Особые привилегии создавались для поддержания здоровья — закрытые поликлиники с лучшими врачами, импортными лекарствами, дома отдыха и санатории преимущественно на южных курортах. Или взять автомобили личного пользования с водителями, содержавшимися за государственный счет! Кстати, шоферов нередко превращали в денщиков. Развивался процесс перерождения старых большевиков.

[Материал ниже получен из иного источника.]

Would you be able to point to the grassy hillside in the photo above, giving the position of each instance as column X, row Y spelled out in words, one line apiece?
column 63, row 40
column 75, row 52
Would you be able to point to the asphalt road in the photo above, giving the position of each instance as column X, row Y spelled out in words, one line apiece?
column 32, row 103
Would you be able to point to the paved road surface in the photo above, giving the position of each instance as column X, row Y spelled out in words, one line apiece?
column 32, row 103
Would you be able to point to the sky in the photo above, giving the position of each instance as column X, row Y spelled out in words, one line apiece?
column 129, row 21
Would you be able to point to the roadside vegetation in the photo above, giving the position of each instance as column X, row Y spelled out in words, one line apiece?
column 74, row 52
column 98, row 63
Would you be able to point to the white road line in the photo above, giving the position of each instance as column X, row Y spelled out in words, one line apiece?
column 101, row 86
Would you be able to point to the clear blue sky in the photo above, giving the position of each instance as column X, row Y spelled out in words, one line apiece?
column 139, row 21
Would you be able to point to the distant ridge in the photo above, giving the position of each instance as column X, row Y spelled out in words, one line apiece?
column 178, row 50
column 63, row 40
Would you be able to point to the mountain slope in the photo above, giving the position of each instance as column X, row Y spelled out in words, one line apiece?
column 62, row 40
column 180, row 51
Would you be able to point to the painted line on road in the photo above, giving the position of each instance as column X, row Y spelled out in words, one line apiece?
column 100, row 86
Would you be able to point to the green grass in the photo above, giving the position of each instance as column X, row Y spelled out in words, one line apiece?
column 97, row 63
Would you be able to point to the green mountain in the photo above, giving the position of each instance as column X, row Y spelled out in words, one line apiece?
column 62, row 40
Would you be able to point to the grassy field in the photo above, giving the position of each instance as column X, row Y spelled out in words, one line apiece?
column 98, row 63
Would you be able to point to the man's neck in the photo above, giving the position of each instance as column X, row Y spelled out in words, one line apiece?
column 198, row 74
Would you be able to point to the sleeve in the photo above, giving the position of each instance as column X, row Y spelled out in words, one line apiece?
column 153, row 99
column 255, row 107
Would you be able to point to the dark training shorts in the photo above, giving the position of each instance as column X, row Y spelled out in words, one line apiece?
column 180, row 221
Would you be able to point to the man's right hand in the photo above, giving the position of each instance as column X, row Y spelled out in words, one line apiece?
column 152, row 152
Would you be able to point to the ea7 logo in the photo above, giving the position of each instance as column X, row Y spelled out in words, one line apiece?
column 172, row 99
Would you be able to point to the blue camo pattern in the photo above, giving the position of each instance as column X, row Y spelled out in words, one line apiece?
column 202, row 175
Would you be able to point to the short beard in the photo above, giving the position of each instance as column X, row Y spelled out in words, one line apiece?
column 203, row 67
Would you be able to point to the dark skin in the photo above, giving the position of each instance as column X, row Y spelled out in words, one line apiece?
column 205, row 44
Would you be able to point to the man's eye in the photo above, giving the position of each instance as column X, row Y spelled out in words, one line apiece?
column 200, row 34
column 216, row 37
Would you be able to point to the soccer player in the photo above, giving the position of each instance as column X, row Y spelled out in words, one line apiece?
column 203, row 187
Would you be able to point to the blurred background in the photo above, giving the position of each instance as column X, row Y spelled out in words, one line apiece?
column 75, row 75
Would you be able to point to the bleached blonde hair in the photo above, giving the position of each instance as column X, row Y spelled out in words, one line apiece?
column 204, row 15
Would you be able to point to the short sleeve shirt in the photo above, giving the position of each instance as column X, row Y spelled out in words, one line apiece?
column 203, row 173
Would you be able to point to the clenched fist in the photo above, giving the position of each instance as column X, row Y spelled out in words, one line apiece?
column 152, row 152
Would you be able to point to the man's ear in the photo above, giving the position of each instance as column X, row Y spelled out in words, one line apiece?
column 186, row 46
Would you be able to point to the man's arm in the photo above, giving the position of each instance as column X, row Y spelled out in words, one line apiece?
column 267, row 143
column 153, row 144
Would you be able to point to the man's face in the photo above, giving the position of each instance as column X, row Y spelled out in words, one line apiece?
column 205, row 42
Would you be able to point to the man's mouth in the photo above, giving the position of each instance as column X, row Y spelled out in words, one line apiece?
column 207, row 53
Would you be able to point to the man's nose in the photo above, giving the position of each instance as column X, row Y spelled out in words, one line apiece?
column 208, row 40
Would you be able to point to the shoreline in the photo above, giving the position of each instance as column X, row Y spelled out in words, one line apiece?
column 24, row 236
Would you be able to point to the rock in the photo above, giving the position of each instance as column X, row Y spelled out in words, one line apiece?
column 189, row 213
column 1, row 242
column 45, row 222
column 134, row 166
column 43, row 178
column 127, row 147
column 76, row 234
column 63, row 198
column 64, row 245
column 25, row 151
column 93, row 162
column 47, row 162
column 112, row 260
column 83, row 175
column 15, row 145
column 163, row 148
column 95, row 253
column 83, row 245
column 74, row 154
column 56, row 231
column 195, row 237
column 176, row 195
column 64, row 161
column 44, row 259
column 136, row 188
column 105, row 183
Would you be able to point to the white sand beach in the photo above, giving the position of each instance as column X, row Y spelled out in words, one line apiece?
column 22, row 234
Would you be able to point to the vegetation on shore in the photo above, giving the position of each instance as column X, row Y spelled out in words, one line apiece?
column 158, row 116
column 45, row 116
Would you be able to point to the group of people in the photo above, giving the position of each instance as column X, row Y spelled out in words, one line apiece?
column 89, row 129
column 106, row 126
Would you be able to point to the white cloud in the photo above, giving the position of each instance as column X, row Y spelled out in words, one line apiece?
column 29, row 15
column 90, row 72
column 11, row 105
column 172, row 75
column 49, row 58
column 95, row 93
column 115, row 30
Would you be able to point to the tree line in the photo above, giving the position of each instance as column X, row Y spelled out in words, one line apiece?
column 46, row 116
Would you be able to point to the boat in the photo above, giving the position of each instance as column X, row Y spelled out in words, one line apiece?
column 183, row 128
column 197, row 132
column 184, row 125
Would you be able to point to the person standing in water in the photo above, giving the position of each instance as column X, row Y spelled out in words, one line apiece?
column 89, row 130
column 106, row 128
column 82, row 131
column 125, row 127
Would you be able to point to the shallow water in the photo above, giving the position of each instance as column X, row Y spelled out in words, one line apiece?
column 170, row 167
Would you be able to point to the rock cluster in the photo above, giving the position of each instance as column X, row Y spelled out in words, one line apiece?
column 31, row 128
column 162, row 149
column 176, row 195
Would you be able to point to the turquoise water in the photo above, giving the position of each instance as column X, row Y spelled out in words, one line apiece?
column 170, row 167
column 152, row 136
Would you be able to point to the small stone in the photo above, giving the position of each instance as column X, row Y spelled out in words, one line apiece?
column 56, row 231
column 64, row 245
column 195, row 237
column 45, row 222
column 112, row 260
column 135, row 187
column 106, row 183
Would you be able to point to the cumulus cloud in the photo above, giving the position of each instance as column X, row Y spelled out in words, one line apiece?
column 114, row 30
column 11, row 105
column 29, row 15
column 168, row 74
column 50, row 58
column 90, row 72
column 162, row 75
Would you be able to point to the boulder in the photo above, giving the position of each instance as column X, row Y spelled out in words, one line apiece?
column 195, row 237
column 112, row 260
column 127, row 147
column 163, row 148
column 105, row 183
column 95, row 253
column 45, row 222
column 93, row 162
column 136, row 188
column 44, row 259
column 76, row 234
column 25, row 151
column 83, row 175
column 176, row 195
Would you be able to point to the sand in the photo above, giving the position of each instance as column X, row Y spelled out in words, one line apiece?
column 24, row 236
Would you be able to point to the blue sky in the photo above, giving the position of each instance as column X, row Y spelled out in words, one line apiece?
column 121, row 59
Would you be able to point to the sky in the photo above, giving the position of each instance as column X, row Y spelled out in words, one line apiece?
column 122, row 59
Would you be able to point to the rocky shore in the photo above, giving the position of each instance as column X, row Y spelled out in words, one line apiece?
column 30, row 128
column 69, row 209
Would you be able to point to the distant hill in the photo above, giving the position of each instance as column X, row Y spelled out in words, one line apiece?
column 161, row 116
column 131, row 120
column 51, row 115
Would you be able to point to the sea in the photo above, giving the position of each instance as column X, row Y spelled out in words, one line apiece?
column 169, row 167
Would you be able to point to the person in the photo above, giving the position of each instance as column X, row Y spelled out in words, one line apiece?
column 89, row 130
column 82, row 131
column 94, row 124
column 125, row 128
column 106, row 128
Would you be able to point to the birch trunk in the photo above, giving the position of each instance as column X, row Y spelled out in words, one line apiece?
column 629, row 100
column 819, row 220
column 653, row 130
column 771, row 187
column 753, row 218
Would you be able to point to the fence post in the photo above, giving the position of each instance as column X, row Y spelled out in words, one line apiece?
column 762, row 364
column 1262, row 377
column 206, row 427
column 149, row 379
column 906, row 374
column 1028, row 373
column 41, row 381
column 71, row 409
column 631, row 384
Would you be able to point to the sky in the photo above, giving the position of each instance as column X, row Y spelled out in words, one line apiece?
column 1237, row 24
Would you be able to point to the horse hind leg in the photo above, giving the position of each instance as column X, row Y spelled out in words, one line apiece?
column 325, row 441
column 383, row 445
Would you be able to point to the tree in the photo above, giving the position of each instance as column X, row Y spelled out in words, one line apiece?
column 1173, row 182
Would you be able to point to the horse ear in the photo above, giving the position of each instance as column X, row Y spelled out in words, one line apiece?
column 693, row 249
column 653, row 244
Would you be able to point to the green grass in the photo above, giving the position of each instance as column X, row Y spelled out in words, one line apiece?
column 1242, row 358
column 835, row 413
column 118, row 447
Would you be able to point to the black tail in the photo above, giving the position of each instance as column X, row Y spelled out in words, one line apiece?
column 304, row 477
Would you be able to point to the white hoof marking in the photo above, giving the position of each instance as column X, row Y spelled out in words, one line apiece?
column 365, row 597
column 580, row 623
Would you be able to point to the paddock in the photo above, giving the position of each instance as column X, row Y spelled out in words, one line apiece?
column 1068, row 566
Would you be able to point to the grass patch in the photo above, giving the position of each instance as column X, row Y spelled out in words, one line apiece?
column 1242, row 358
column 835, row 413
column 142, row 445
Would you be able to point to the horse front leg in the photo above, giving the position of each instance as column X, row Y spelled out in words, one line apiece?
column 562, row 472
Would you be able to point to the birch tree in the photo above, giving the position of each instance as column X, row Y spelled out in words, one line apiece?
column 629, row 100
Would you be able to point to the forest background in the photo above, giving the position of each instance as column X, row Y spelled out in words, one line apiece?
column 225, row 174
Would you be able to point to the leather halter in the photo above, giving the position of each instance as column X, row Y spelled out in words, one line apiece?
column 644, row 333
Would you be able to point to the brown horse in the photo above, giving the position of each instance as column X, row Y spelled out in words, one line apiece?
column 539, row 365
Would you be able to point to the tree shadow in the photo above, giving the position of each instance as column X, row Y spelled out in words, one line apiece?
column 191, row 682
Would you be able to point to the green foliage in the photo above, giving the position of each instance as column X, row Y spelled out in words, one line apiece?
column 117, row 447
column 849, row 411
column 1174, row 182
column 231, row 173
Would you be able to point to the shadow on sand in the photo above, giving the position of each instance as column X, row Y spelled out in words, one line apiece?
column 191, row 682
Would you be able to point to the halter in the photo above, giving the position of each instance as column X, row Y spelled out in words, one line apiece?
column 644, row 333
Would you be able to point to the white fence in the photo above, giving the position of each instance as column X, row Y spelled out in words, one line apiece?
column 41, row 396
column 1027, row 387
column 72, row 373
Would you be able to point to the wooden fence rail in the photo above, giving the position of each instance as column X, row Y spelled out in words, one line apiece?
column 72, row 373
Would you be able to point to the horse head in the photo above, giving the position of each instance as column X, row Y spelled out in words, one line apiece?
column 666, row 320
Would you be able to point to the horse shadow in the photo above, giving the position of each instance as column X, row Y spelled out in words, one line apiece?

X. Г. Раковский, отбывавший ссылку в Астрахани в 1928 г., написал интересное исследование по этому вопросу (в форме письма своему единомышленнику Валентинову, бывшему редактору газеты “Труд”), где обобщает: социальное положение коммуниста, имеющего в своем распоряжении автомобиль, хорошую квартиру, регулярный отпуск и получающего партийный максимум, резко отличается от положения коммуниста, работающего шахтером и получающего от 50 до 60 руб.

в месяц.
Наблюдалось и снижение нравственного уровня старых членов партии. Многие из них бросали своих пожилых жен-спутниц, заменяя их молодыми женщинами, нередко из мелкобуржуазной среды. Участились случаи донжуанских похождений… Падала дисциплина, чему способствовали и ночные бдения: ответственный работник появлялся в своем учреждении перед полднем, посидев два-три часа, уезжал на час-два обедать. А затем — частые заседания. Когда же работать? Как отчитываться? Весь расчет на сотрудников аппарата — они все сделают. Становились обыденными неискренность, и, как тогда выражались, двурушничество. В узком кругу, в момент застолья могли говорить “нами управляет азиат”, а на другой день не дрогнувшей рукой подписывать адрес с торжественными одами в честь “великого вождя партии и народов”. Когда началась проработка оппозиции, многие были уже развращены. Проходит, например, собрание, и после человека спрашивают: “А как ты голосовал?” “А я, — отвечает он, — перед голосованием ушел”. Заметили это и учредили контроль за выходом. “А как ты, —спрашивают в другой раз, — теперь поступил?” “Я поднял руку, — говорит человек, — она не отсохнет”. Многие люди боялись оставить свои насиженные места, опасались потерять привилегии, и поэтому поддерживали Сталина».

Иван Врачёв, «Я был сторонником Троцкого», 1990 г.